Focuses on how the View requests data. Students will master the Event Loop, Promises, and async/await. The deliverable is a "Dynamic Weather Dashboard" that fetches real-time data from a public API. This introduces the concept that the View must interact with external data sources (External Controllers), parsing JSON responses to update the UI without page reloads.
Focuses strictly on the 'V' (View) in MVC. Students will decompose a complex UI into reusable, isolated pieces using React. They will build an interactive "Product Gallery," focusing strictly on JSX and Props. They will learn that the View’s job is solely to present data provided to it, reinforcing the separation of concerns between presentation and logic.
Focuses on interactivity within the View. Students will deep-dive into React Hooks (useState, useEffect). They will engineer a "Task/Kanban Board" allowing users to create and filter items. This teaches the difference between "Application State" (Data) and "UI State" (is this menu open?), a critical distinction in MVC architectures.
Focuses on the framework that holds the MVC structure together. Students will migrate to the Next.js ecosystem. They will build a "Multi-page Blog" utilizing the App Router. They will learn how file-system-based routing acts as the traffic director for the application, mapping URLs to specific Views and Layouts.
Focuses on where the View is constructed. Students will experimentally compare Client-Side Rendering (CSR) against Server-Side Rendering (SSR). They will build a "News Aggregator" that pre-renders HTML on the server. They will learn how the server can act as the primary View generator to improve SEO and performance before the client JavaScript takes over.
Focuses on the 'C' (Controller). Students will learn to write backend logic within Next.js using API Routes (Serverless Functions). They will implement the backend for a "Feedback System," handling HTTP methods (GET, POST). They will learn that the Controller’s job is to receive input, validate it, process business logic, and determine the response, keeping this logic out of the React components.

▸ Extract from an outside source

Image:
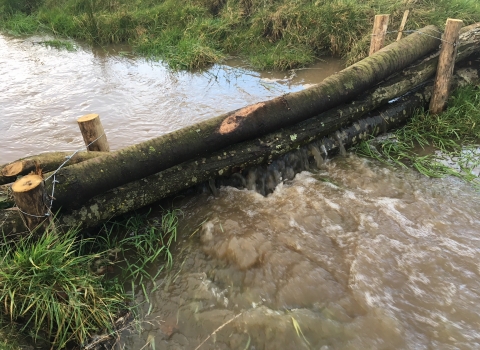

Focuses on the 'M' (Model). Students will connect their application to a persistent cloud database (PostgreSQL or MongoDB) using an ORM like Prisma. They will define strict Data Schemas for an "Inventory Management System." This lab emphasizes that the Model represents the data structure and business rules (constraints) independent of how that data is displayed or accessed.
Focuses on the complete data flow. Students will refactor their Inventory System into a fully functional CRUD application. They will wire the system so that a user action (View) triggers an API call (Controller), which queries the Database (Model), and returns data to update the UI. This solidifies the "One-Way Data Flow" and separation of duties inherent in MVC.
Focuses on securing the MVC pipeline. Students will implement secure login flows (NextAuth/Auth.js) to protect their Controllers (API routes) and Views (Private Pages). The final activity involves deploying a "Real-time Chat Interface" to a production environment (Vercel), configuring environment variables, and setting up a CI/CD pipeline to manage their full-stack application.